Right after returning home from Paris, I had work-related travel in another one of my favourite cities – Vancouver. There are a few places I have visited in my life that have left an indelible mark on my being and this city of glass on the Pacific Northwest coast is one of them. I recall a visit with my father in my early twenties in which I cried on the journey home as I sooooooo wanted to stay there. Vancouver had a sheen that my hometown did not; it seemed so cosmopolitan. The type of place I imagined shit happened. The good shit. The type of place where one could leave a mark that would have impact. Perhaps that was the time to make the leap; Vancouver has only gotten more unaffordable in time. And the older I get, and the more my world shrinks, I realize that one can make an impact from anywhere. Even my hometown of Winnipeg. Even cities that are smaller (such as where I live now). I extended my deployment by a few days though to have time to explore and see if the magic was still there.
Sigh. It was.
But only with conditions.
These conditions include a downtown condo with wraparound windows and a view as good—or better—as the one I had from my hotel room on the twenty-first floor of the Four Seasons. As I worked at my desk, I would sneak glances at the people below, tiny as ants, scurrying down West Georgia and Howe picking up food at the trucks and stalls that lined the streets before they, too, returned to their offices and got down to whatever business runs this town.

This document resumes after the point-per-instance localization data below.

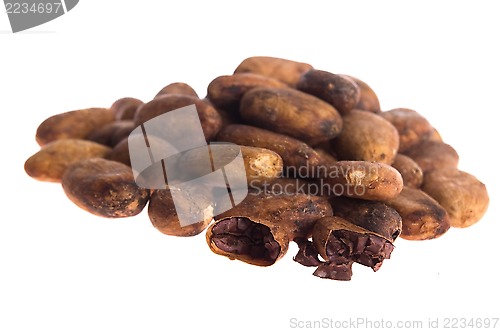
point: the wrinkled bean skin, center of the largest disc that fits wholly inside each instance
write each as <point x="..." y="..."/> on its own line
<point x="375" y="217"/>
<point x="177" y="88"/>
<point x="412" y="127"/>
<point x="368" y="100"/>
<point x="225" y="92"/>
<point x="104" y="188"/>
<point x="422" y="216"/>
<point x="462" y="195"/>
<point x="50" y="163"/>
<point x="120" y="153"/>
<point x="284" y="70"/>
<point x="410" y="171"/>
<point x="295" y="153"/>
<point x="125" y="108"/>
<point x="163" y="215"/>
<point x="293" y="214"/>
<point x="261" y="165"/>
<point x="112" y="133"/>
<point x="368" y="137"/>
<point x="337" y="90"/>
<point x="291" y="112"/>
<point x="210" y="119"/>
<point x="431" y="155"/>
<point x="361" y="179"/>
<point x="74" y="124"/>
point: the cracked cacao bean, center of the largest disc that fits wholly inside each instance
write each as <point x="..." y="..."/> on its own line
<point x="461" y="194"/>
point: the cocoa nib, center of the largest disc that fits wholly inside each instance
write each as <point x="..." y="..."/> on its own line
<point x="307" y="254"/>
<point x="343" y="249"/>
<point x="335" y="271"/>
<point x="366" y="249"/>
<point x="241" y="236"/>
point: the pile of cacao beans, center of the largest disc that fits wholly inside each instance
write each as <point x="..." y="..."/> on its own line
<point x="325" y="168"/>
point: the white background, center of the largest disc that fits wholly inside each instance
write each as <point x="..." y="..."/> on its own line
<point x="62" y="269"/>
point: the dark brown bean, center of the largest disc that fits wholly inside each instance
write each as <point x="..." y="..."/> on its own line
<point x="431" y="155"/>
<point x="74" y="124"/>
<point x="293" y="214"/>
<point x="337" y="90"/>
<point x="284" y="70"/>
<point x="410" y="171"/>
<point x="368" y="100"/>
<point x="125" y="108"/>
<point x="210" y="119"/>
<point x="412" y="127"/>
<point x="361" y="179"/>
<point x="366" y="136"/>
<point x="163" y="214"/>
<point x="105" y="188"/>
<point x="177" y="88"/>
<point x="373" y="216"/>
<point x="461" y="194"/>
<point x="423" y="218"/>
<point x="296" y="154"/>
<point x="112" y="133"/>
<point x="225" y="92"/>
<point x="50" y="163"/>
<point x="291" y="112"/>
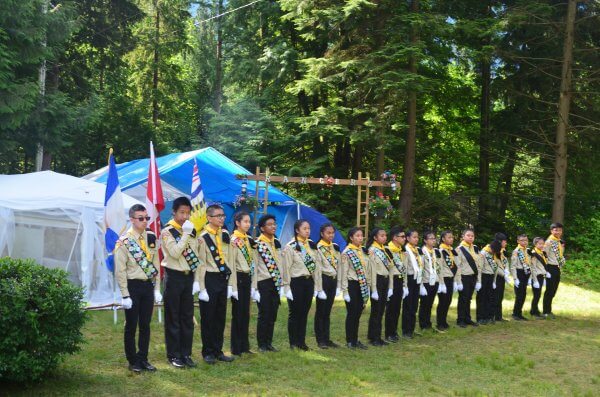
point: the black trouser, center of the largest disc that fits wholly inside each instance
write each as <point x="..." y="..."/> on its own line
<point x="551" y="287"/>
<point x="393" y="306"/>
<point x="141" y="293"/>
<point x="409" y="306"/>
<point x="302" y="289"/>
<point x="267" y="312"/>
<point x="426" y="304"/>
<point x="537" y="293"/>
<point x="240" y="315"/>
<point x="485" y="298"/>
<point x="520" y="292"/>
<point x="213" y="314"/>
<point x="378" y="308"/>
<point x="464" y="299"/>
<point x="323" y="313"/>
<point x="354" y="310"/>
<point x="444" y="301"/>
<point x="179" y="313"/>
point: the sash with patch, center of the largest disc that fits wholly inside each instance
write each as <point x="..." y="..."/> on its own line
<point x="470" y="259"/>
<point x="214" y="252"/>
<point x="188" y="254"/>
<point x="269" y="260"/>
<point x="139" y="256"/>
<point x="360" y="274"/>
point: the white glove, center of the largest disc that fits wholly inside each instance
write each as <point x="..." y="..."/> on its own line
<point x="203" y="296"/>
<point x="126" y="303"/>
<point x="195" y="288"/>
<point x="187" y="227"/>
<point x="157" y="297"/>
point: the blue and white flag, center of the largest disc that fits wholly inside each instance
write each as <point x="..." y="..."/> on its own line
<point x="115" y="219"/>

There was also the occasional car race, typically between two luxury sports vehicles painted in crass colours that only the very, very wealthy would purchase because they have money to waste and can be trendy rather than strategic with consumption. Think bright baby blue Lamborghinis and neon green Ferraris. The roaring of their engines woke me up during the night.

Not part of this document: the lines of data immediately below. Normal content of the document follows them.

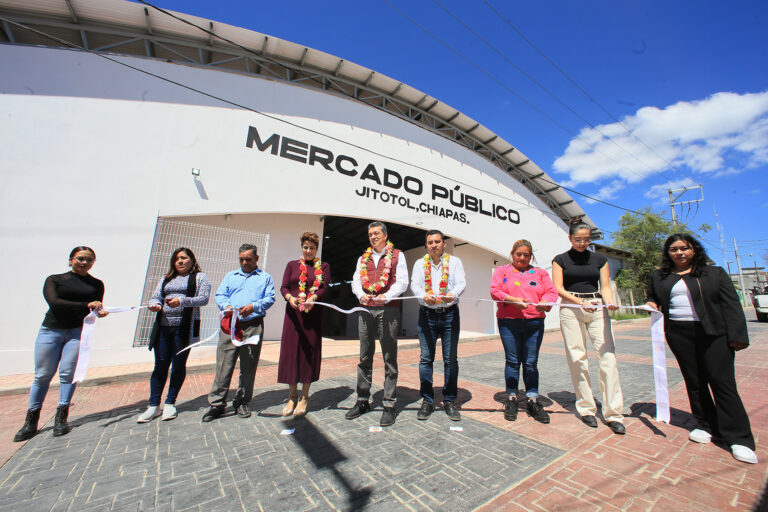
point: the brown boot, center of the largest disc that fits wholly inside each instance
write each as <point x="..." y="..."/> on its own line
<point x="29" y="429"/>
<point x="291" y="405"/>
<point x="60" y="425"/>
<point x="301" y="408"/>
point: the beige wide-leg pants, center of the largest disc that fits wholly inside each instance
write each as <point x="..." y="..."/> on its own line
<point x="575" y="324"/>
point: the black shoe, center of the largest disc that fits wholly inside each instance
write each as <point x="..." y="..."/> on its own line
<point x="618" y="428"/>
<point x="510" y="409"/>
<point x="29" y="429"/>
<point x="242" y="409"/>
<point x="361" y="407"/>
<point x="451" y="410"/>
<point x="537" y="412"/>
<point x="388" y="417"/>
<point x="425" y="410"/>
<point x="213" y="413"/>
<point x="60" y="425"/>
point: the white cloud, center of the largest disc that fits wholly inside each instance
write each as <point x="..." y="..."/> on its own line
<point x="608" y="191"/>
<point x="720" y="135"/>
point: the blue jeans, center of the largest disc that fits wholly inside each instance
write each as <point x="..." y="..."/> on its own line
<point x="445" y="326"/>
<point x="521" y="338"/>
<point x="54" y="348"/>
<point x="168" y="344"/>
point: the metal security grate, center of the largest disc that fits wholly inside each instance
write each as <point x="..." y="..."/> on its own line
<point x="216" y="252"/>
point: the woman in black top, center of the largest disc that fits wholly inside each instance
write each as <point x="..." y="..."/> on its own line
<point x="582" y="277"/>
<point x="70" y="297"/>
<point x="704" y="325"/>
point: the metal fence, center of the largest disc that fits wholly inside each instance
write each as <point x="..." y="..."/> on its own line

And right before the night was the greatest view of all, as dusk settled over the mountains and the water was highlighted by the setting sun. I’d retire to my room around this time to enjoy this sight with a cup of tea. But also, if I’m honest, for safety; I was, again, traveling alone and on one early night while approaching my hotel I was told by a man clearly struggling with drug addiction that he wanted to “smash my face” until my “face was smashed”. So another condition of living in Vancouver might have to be willful ignorance of the challenges it faces.
Beyond the view and despite my encounter, I appreciated downtown Vancouver because I could walk nearly everywhere (or get there relatively quickly via transit). One day I trekked to Granville Island and its famous market, later chancing upon a dog beach in Kitsilano that I need to take my Monty to someday. On my other free day I hiked all through Stanley Park, one of the most beautiful urban greenspaces in North America. All this walking then helped me justify eating at Cartems, thus launching my summer of donuts™ which has also been memorable. I’m not sure living in the ‘burbs, or further out in Burnaby or Abbotsford, would make the experience of living here as great as I experienced or imagine though. I feel that magic would get lost amidst the commute and rampant big box stores that seem to be cloned in every civic area. Therefore the greatest condition, it seems, to living here is a six-figure salary to afford my vision. Or a lottery win. I don’t need neon green Ferrari money but just enough to live an ordinary life in an extraordinary place.
Although, living an extraordinary life in an ordinary place now doesn’t seem so bad.